Jon rolled his eyes, made a noncommittal noise, and wondered once again why nature had allowed Aunt Harmony to have kids. Or why the legal system had allowed any theoretically sane adult to change their name to Harmony (when their spouse’s name was already ‘Peace’). But an astronaut cat burglar was slightly better than the vampire bounty hunter that she’d decided on two months ago.
He could not remember what he’d wanted to be when he grew up, but Jon was pretty sure that ‘construction’ probably was not one of the answers. He flopped down into couch and grabbed the other game controller.
[They played video games until dinner, in which Trish kicked Jon’s butt. Repeatedly. Then they all gathered and Jon was forced to listen to his sister point out that he was ‘wasting his talent’ and he could ‘do so much better’ if he only tried. Which was pretty much par for the course.
He retreated as soon as he could to his apartment, and crashed for the night.]
Something woke him, but he was not sure what. For a moment he just lay in bed, still half asleep trying to remember why he’d woken up. It was still dark, so it was not his alarm, and there was not the jolt of terror that normally accompanied nightmares. He was just about to give up and go back to sleep (curiosity rarely won out over REM) when he heard a faint noise from the side yard.
He debated for another moment over whether it was really worth getting out of bed to check, but there had been a string of attempted burglaries over by Todd’s and that was only fifteen minutes away. So he untangled from the sheets, and plodded over to the window, keeping the lights off so as not to alarm any potential criminals. Criminals tended to be armed (or so the new reports kept saying) and he had no real urge to get shot for something as stupid as turning on a light.
He looked out into the darkened yard, noting that the moon was only half full so he could not see as well as normal. He is have to complain again to the city about the streetlight, but since it only helped three houses he figured they’d just ignore him again. Maybe he could fix it himself if he could get up there somehow.

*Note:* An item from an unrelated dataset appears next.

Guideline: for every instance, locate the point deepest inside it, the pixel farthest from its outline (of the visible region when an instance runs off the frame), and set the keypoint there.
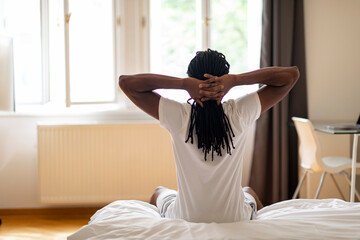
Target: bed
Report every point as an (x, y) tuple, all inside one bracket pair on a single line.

His train of thought was cut off rather abruptly as he noticed the four dogs hanging out beneath the tree in the side yard. Strays were actually pretty common in the area, but he’d never seen them roaming in packs before. But add to that the fact that all four of them were staring up at his window as if they had expected him to appear was rather creepy. They stared at each other for a long moment and then one of them waged its tail in that sort of wary half wag dogs used when they weren’t sure if he could be trusted not to attack.
It was hard to tell in the moonlight, but the dog looked a lot like the one from the construction yard. But the house they were working on was a good half hour away and there was no way the dog had managed to follow him thirty odd miles home. So it had to be a different dog.
There was a shallow bark from one of the dogs, that echoed oddly in the air. Then the pack turned almost in unison and ran towards the back fence. Jon was expecting them to turn, or maybe try and jump it (although it was a good five foot tall) but they just sort of shivered and ran right through.
He stood there for a long moment, starting at the section of fence.